Sunday, March 22, 2020

Running from Coronavirus (Part 1)

I write this splayed on a grey sectional couch on the 3rd floor of the Chauncey Square apartments in West Lafayette, Indiana. Today is a Saturday, the one day off of online teaching that I take for myself each week. This morning, now that the gym is closed, I went for a run down the hill, across the traffic intersections and the bridge, and ran along the trail that parallels the Wabash river until an reaching an impasse due to the water spilling over from the river. It happens every Spring as the Wabash swells beyond its banks, the rains from upstream draining into its massive brown body. The last time I lived here was a little less than three years ago. Since then I moved to China and now am back temporarily because my girlfriend still lives here, finishing her PhD. I left China on January 31st, spent twelve or so days in Australia and then flew to Indianapolis, arriving on February 12th.

I first heard about the virus sometime in December. Or was it early January? I don't remember. The last two months have been a marathon of travel and adjustments, reading and judging and talking and thinking and trying to anticipate where I might get stuck or where the virus might find me. At this point, with routes back to China now almost completely closed off, I've resigned myself to riding out whatever this will bring here in Indiana. Of course (of course) I wouldn't leave my girlfriend behind now that I'm here and being with her makes the existential and physical threat easier to live with. Like everyone else, "I'm not afraid of getting sick," but am more concerned about the fallout; either being quarantined indefinitely in China or trampled in a toilet paper stampede at Walmart. And then there is the master fear underlying all this movement and change, e.g. dying alone under a canopy of plastic sheets, sedated with a ventilator down my throat. Or being responsible for bringing the virus to my parents or someone else who's immune system has decided it's of the 20% (or is it 15?) that might develop significant symptoms. But that's not something one can plan around.

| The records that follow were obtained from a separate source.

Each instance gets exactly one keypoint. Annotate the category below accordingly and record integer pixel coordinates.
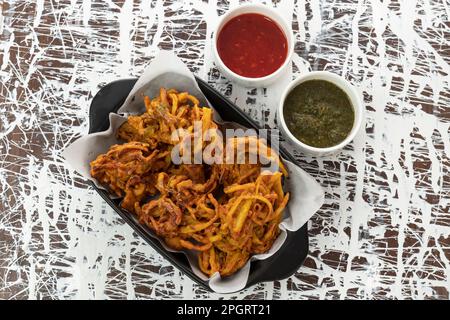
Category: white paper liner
(167, 70)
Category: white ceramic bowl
(277, 18)
(343, 84)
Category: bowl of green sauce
(320, 113)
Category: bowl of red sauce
(253, 45)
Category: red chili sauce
(252, 45)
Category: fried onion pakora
(227, 212)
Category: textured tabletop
(384, 230)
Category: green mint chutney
(318, 113)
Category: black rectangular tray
(284, 263)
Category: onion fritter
(226, 212)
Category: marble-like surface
(384, 231)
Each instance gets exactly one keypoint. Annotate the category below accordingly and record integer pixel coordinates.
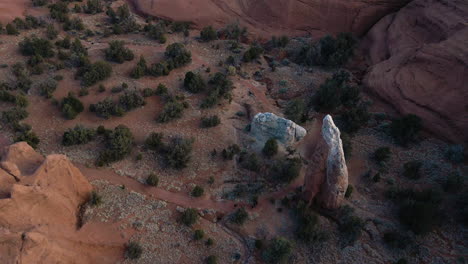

But even if I were planning one more trip; that is, to go back to China, which ironically or surprisingly or assuredly or obviously is probably the safest country in the world in relation to the virus (minus small island nations who have closed their borders), I'd have to undergo a two-week mandatory quarantine. I'd like to avoid that, though a rate of 300 RMB per day in a Ministry of Health run hotel (about $42.28 at the current exchange) seems not so bad a price; though, two-weeks in a big-bedded jail seems off-putting and and dangerously lonely. Plus it's unclear when my campus will open or what the day to day will be like there for the foreseeable future. Yes, things have drastically improved and opened up in China in terms of movement within and between cities, but I'd like to wait and see how China will weather the rest of the world blowing up with infection rates. Probably forcefully and without mercy as the Chinese government is wont to do. Meanwhile, here in Tippecanoe county, only two cases have been diagnosed and the governor has said that although folks should say in their homes, there is no barrier on folks going out into the world. If there is one thing that I've been learning about the virus though, it's that what happened in one place will inevitably happen in another. And so it seems to me just a matter of time before West Lafayette is in the same boat as New York or Italy or Wuhan.